Sunday, September 23, 2007

Day 168 Sunday September 23

FOOD

Bacon and eggs

5 ounces salmon

One whole chicken

Football with friends
Doritos
Eight mini cupcakes
A little salami
1 l of diet Pepsi
Seven barbecued chicken wings
Four crackers


WEIGHT 250
CAFFEINE eight cups of coffee
SLEEP 10, maybe 11 hours
SUN
EXERCISE
BLOOD SUGAR
KETONES

EVENTS/MOOD/ALERTNESS
Well, not a good day I guess. I was not very productive today at all. Yesterday I at least felt as if I was trying to get some things down and I spent time looking at my list of things I should be doing and I even did a few of them. Today, however I wasn't even really trying to get things done. The only things I did today were laundry at the last possible minute, and I had a few friends over to watch football today. It was nice to visit with my friends, but I ended up eating a lot of junk food. My friend let me a microphone and and headset that he received with the via voice software. I thought it would improve my voice recognition usage, however it seems to be even worse then the microphone on my computer monitor already is.
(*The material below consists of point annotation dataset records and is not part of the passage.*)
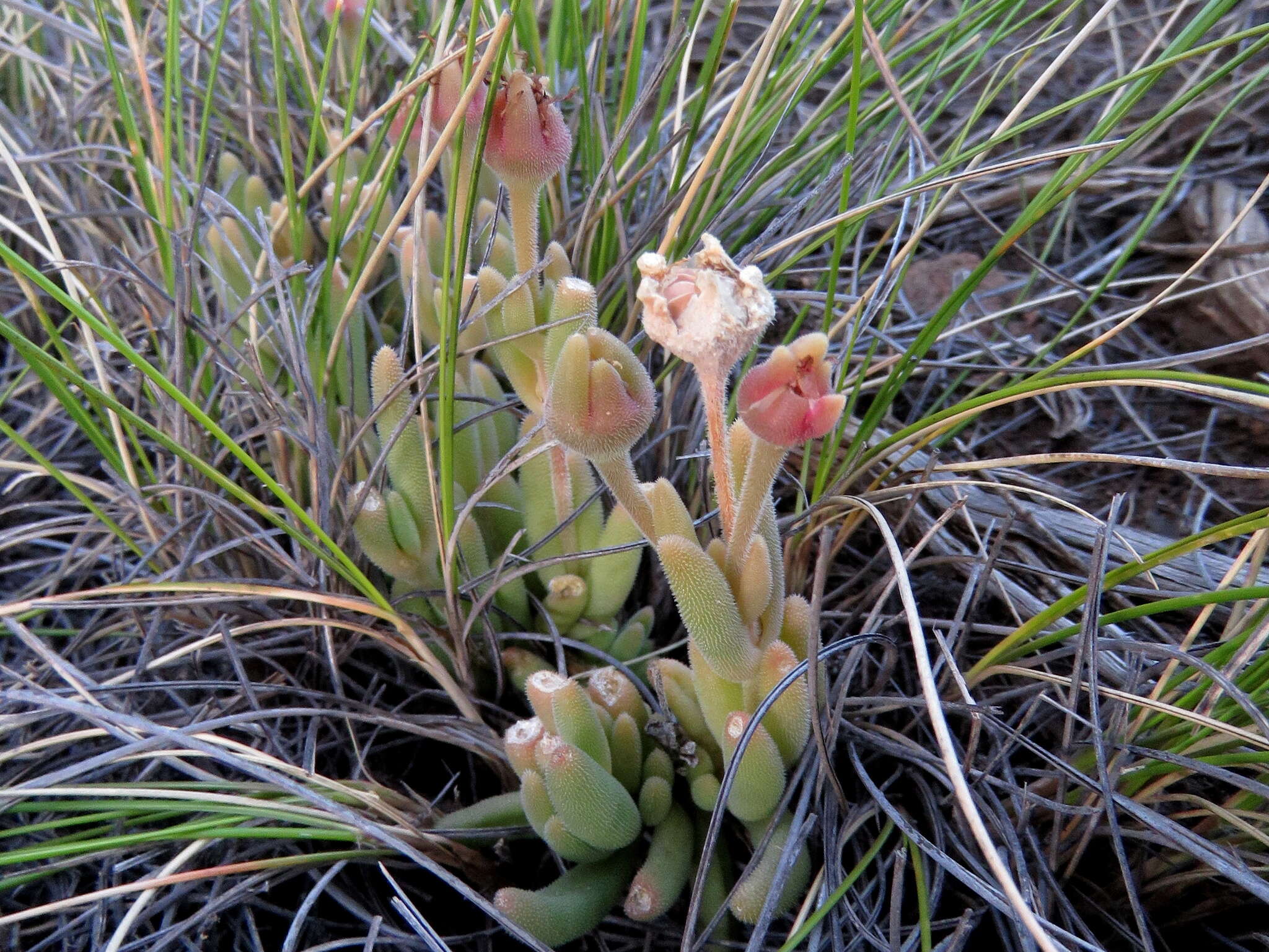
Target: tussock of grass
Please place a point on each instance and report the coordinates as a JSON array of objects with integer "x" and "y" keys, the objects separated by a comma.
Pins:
[{"x": 1037, "y": 543}]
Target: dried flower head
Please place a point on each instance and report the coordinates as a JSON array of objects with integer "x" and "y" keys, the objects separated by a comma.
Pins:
[
  {"x": 788, "y": 399},
  {"x": 706, "y": 310},
  {"x": 528, "y": 141},
  {"x": 447, "y": 90}
]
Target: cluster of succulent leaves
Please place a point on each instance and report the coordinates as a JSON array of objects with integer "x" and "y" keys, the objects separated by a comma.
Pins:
[{"x": 548, "y": 509}]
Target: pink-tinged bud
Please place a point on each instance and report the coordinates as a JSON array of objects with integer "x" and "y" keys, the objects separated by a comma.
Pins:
[
  {"x": 447, "y": 89},
  {"x": 528, "y": 141},
  {"x": 706, "y": 310},
  {"x": 788, "y": 399},
  {"x": 600, "y": 399}
]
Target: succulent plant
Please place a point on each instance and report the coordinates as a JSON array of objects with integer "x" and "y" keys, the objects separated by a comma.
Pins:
[{"x": 618, "y": 767}]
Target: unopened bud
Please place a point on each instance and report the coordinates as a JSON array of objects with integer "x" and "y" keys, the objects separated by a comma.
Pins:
[{"x": 788, "y": 399}]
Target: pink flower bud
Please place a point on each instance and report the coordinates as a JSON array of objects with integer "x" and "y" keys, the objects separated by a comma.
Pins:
[
  {"x": 600, "y": 398},
  {"x": 788, "y": 399},
  {"x": 528, "y": 141},
  {"x": 447, "y": 90},
  {"x": 706, "y": 310}
]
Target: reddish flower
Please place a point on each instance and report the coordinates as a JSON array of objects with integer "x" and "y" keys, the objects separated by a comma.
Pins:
[
  {"x": 788, "y": 399},
  {"x": 528, "y": 141},
  {"x": 706, "y": 310}
]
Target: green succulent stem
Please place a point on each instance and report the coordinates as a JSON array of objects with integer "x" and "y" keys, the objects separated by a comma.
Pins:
[
  {"x": 764, "y": 462},
  {"x": 618, "y": 475},
  {"x": 561, "y": 484}
]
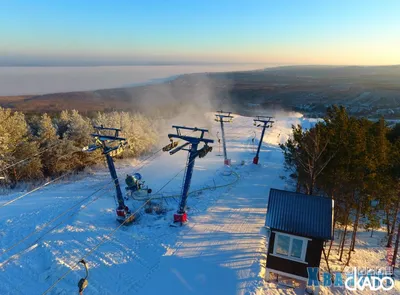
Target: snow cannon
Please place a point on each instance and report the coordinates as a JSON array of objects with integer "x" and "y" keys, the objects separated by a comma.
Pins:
[
  {"x": 137, "y": 176},
  {"x": 124, "y": 215}
]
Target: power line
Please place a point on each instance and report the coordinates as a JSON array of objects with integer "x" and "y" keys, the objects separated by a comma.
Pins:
[{"x": 109, "y": 235}]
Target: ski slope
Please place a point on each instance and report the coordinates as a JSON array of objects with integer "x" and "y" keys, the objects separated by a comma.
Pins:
[{"x": 220, "y": 250}]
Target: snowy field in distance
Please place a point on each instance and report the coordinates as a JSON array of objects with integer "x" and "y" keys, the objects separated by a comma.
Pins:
[
  {"x": 42, "y": 80},
  {"x": 220, "y": 251}
]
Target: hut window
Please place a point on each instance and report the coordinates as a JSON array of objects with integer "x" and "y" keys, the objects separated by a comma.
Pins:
[{"x": 290, "y": 247}]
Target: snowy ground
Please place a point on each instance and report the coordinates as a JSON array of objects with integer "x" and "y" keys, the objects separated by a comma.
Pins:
[{"x": 220, "y": 251}]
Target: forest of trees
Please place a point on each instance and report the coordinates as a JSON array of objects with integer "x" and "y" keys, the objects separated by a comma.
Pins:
[
  {"x": 53, "y": 145},
  {"x": 356, "y": 162}
]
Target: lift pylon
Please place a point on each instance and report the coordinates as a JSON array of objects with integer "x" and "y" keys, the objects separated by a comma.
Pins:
[
  {"x": 111, "y": 145},
  {"x": 224, "y": 117},
  {"x": 181, "y": 216},
  {"x": 264, "y": 122}
]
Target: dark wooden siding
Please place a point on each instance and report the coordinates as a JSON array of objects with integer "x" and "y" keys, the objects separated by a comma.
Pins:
[{"x": 313, "y": 258}]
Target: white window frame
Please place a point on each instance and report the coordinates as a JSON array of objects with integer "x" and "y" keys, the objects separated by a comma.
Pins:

Days like today are very discouraging to me. I don't really have much motivation to do things. If I was just lazy, I would have enjoyed myself today. I could have gone to the lake or walked two blocks down to the carnival. Instead, I spent my day surfing the Internet and wasting time. It would be one thing if I just decided to relax on a Sunday and enjoy myself, but I spent the whole day beating myself up for things I should be doing but was not doing, both fun things and chores. I have been reading Sari Solden's book on women with ADD. She has a list of symptoms to test yourself to see if you have ADD, and it's very good. I should put that in a post here, because this last really described how my weekend has gone.

It seems like it wasn't that long ago that I was feeling much more productive and aware and I'm not sure what's happened. I know I haven't been as good with the diet and I made the comment about the diet pop creeping in more and more. I wonder if getting out of the exercise habit has been part of the problem. I was walking pretty much every day but once things got busy at work three weeks ago I stopped. I also haven't been getting as much sun. Today, for instance, was a nice sunny day and I should have been outside but I wasn't I was inside surfing the web all day, and that is bad for my mood.